Les données que nous détenons actuellement concernant les paramètres des puissances  sont suffisantes pour affirmer qu’il va y a voir un grand changement dans l’équilibre des puissances mondiales et régionales après le coronavirus. Comme il est peu probable qu’il y ait un changement dans l’équilibre des puissances en raison du coronavirus, les 1e et 2e colonnes de l’ordre mondial ne changeront pas. Dans ce cas, nous devons tenir compte des économies et normes mondiales de second et troisième degrés. En fait, il est possible d’adopter une approche similaire en économie, car ce domaine est l’un des plus importants paramètres du calcul des puissances.

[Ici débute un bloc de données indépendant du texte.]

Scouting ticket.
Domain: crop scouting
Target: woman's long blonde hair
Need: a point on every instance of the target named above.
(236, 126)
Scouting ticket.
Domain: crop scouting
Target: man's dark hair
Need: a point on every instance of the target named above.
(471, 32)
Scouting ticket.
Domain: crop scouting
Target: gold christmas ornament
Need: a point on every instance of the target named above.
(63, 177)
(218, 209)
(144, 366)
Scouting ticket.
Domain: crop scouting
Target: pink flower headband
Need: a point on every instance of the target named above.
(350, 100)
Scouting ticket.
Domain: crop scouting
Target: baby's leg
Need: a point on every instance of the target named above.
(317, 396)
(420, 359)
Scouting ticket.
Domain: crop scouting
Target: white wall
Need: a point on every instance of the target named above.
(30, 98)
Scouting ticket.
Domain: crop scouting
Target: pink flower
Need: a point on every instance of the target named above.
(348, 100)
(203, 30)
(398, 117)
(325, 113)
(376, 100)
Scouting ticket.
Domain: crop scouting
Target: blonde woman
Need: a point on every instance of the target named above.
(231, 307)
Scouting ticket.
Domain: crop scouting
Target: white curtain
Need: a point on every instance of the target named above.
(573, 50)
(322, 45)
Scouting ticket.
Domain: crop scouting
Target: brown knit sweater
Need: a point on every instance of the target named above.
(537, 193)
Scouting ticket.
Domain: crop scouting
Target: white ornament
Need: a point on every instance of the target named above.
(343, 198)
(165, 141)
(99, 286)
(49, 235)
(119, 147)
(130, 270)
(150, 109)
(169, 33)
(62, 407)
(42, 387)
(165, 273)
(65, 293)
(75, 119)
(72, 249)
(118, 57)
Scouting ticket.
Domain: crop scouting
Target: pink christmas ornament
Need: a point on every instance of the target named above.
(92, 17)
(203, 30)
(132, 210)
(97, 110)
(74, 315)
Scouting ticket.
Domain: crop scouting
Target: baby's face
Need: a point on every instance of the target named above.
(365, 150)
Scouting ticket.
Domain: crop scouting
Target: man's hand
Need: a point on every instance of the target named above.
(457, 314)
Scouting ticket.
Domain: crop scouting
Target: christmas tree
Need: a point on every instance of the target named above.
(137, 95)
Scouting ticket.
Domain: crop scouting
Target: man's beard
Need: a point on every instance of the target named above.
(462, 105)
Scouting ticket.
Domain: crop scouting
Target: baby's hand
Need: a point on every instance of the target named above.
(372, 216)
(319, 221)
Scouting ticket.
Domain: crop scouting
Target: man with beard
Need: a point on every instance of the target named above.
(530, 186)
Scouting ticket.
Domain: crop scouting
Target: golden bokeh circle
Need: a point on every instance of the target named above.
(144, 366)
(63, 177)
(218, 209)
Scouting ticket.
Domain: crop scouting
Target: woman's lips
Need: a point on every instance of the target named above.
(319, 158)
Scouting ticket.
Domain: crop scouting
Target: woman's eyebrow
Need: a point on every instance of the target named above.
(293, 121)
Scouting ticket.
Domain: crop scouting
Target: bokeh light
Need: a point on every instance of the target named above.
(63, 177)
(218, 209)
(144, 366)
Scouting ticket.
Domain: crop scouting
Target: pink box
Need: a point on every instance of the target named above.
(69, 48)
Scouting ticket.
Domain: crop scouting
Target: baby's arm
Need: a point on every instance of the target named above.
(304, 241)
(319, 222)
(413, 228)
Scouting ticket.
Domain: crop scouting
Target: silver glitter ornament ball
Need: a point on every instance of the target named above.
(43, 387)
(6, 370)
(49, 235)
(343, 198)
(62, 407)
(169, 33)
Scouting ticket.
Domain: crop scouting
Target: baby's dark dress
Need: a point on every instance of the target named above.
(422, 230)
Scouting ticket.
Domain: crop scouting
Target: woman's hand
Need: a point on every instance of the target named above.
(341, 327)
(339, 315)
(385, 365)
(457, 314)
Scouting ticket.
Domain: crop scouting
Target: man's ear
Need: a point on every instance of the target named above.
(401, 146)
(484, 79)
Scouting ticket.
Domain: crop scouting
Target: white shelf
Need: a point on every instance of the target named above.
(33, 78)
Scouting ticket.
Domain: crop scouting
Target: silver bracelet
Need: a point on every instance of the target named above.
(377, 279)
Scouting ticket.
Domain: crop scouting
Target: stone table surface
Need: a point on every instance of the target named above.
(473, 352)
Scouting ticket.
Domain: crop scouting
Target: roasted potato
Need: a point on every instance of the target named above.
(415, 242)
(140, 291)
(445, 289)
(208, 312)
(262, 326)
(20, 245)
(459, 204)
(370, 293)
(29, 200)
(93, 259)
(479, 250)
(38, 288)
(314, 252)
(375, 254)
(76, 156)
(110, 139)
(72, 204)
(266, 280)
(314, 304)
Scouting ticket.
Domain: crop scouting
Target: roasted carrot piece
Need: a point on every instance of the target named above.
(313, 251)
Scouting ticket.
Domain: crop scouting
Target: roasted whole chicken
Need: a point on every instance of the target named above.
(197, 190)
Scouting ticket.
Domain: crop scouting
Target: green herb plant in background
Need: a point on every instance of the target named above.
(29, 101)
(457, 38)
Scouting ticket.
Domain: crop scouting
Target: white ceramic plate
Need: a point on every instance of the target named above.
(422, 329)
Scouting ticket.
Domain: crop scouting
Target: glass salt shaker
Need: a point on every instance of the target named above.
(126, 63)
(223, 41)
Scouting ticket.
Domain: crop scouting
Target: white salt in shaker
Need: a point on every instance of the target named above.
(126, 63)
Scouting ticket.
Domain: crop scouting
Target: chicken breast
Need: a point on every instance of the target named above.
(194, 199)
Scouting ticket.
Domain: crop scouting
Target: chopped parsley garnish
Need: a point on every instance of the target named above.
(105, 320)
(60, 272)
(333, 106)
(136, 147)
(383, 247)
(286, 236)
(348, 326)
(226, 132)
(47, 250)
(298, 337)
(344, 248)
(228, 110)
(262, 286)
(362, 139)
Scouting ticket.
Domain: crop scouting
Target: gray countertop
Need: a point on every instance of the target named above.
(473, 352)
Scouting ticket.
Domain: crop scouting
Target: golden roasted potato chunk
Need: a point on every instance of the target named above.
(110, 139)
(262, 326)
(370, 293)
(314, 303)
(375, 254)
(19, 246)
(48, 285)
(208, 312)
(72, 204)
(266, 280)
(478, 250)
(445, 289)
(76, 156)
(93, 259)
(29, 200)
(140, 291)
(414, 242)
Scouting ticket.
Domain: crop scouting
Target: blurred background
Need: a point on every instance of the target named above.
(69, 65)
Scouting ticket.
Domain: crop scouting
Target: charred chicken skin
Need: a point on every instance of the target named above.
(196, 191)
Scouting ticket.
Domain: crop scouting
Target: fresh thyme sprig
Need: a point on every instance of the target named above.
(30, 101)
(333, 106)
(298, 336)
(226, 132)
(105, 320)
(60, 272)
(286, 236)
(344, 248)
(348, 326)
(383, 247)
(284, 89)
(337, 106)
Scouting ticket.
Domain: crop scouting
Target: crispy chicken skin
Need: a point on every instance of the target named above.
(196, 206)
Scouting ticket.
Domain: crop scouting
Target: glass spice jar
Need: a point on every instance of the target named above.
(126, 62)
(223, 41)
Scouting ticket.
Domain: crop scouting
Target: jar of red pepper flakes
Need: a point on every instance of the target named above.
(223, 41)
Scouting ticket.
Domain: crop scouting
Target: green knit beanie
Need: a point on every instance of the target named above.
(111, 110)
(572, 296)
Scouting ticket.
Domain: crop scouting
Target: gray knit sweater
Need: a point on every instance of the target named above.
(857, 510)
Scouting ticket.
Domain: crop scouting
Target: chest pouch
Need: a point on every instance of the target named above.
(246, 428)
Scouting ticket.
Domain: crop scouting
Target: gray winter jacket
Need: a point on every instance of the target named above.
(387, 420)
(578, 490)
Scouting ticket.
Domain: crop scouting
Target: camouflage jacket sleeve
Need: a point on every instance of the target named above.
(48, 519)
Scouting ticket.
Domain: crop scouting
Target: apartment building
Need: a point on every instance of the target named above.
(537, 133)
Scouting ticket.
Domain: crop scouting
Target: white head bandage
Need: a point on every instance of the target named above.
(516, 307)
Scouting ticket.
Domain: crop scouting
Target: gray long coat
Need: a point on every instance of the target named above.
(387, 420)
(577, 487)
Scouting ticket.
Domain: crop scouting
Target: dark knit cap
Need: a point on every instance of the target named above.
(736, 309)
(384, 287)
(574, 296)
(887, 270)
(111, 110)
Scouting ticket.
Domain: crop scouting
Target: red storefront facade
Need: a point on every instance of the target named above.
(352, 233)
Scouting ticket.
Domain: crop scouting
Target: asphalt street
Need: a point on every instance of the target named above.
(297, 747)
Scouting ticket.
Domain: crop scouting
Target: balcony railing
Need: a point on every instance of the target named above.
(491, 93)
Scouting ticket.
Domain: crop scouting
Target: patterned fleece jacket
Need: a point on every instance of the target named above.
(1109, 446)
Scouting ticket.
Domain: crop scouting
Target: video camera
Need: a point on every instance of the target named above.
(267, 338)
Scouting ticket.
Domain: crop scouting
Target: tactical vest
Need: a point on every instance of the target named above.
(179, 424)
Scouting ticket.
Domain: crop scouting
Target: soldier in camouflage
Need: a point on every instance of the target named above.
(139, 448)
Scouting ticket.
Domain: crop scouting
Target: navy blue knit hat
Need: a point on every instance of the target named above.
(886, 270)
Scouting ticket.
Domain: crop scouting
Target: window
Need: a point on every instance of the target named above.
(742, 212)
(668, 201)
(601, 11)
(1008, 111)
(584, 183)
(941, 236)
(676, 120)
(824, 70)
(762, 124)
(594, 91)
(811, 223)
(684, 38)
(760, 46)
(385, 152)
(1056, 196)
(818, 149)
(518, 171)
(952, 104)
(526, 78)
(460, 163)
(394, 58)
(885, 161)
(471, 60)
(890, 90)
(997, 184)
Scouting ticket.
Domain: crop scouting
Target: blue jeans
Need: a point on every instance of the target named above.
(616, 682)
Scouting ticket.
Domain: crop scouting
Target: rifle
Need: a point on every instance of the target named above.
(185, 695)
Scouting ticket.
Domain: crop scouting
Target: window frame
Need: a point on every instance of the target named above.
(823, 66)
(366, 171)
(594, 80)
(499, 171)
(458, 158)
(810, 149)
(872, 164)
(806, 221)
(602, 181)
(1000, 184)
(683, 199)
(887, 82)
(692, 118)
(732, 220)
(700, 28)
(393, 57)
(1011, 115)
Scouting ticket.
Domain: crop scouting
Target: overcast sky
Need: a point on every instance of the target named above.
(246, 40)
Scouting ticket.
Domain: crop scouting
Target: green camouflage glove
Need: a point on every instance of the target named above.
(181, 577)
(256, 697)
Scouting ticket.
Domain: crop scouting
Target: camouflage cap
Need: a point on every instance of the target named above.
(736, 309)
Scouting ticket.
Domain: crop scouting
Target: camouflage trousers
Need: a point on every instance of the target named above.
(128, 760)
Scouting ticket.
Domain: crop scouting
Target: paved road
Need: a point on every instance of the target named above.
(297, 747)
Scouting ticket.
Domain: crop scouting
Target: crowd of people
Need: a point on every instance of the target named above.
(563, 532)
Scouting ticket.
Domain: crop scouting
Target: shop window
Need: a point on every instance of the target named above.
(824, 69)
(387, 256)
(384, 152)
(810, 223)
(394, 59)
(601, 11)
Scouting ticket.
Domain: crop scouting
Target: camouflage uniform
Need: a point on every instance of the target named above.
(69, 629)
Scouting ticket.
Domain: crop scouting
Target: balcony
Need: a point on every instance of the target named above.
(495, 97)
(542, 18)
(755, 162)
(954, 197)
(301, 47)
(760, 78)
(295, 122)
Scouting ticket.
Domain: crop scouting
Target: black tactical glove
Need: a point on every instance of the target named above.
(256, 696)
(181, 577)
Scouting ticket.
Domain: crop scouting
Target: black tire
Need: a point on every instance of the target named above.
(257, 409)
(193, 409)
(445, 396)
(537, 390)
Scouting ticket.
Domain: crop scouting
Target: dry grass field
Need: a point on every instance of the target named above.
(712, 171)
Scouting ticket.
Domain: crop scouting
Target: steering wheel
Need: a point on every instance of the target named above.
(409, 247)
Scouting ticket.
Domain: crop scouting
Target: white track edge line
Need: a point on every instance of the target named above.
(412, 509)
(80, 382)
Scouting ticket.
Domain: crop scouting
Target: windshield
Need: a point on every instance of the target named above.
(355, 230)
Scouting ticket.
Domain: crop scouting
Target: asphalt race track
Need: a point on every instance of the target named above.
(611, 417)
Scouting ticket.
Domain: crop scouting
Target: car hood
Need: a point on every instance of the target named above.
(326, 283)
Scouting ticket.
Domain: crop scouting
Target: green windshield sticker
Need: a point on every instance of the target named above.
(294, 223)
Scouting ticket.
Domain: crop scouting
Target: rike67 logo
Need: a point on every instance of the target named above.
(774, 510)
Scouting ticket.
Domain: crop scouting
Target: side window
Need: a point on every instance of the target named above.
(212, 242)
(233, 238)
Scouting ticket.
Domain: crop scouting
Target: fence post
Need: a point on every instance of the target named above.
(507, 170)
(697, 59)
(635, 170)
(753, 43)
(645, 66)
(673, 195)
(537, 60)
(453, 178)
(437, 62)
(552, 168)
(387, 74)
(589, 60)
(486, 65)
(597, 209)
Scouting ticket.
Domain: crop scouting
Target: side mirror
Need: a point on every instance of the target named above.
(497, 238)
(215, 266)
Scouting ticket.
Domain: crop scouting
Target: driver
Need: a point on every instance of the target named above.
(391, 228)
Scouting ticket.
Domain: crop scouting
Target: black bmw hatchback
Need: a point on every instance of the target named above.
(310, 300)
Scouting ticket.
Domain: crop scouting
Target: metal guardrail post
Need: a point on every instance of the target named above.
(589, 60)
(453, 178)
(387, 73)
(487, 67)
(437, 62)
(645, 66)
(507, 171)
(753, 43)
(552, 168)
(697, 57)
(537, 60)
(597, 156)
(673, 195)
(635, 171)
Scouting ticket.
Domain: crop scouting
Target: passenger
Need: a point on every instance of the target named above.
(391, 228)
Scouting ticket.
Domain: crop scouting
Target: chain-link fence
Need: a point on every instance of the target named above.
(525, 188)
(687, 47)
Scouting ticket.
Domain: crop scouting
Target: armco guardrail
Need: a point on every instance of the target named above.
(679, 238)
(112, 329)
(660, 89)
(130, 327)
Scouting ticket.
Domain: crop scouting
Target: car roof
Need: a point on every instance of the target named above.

Les données économiques actuelles montrent qu’il n’y a pas de changement radical dans l’équilibre des puissances mondiales. Si le pire scénario se réalise, les dommages dans l’économie mondiale post-coronavirus représenteront 5% de l’économie mondiale. Par conséquent, si aucun développement inattendu n’a lieu dans l’économie, il n’y aura pas de changements radicaux dans l’économie mondiale actuelle. D’autre part, nous ne pouvons dire que les normes mondiales telles que les normes économiques et politiques, ne prendront pas fin avec le coronavirus.

Ainsi, s’il n’est pas question d’un changement dans l’équilibre des puissances, est-il possible qu’un nouvel ordre mondial apparaisse ? Nous ne pouvons répondre par l’affirmatif. Cependant, nous avons plusieurs raisons de dire qu’il y aura des changements à l’échelle mondiale. Ce changement aura lieu aussi bien dans la vie quotidienne que dans le processus de socialisation, dans les fonctions publiques mais aussi dans de nombreux domaines tels que la liberté, la démocratie et le nationalisme.

Le Dr. Murat Yesiltas est directeur des Études sécuritaires à SETA (Fondation turque pour les Recherches politiques, économiques et sociales), un think tank proche de l’AKP.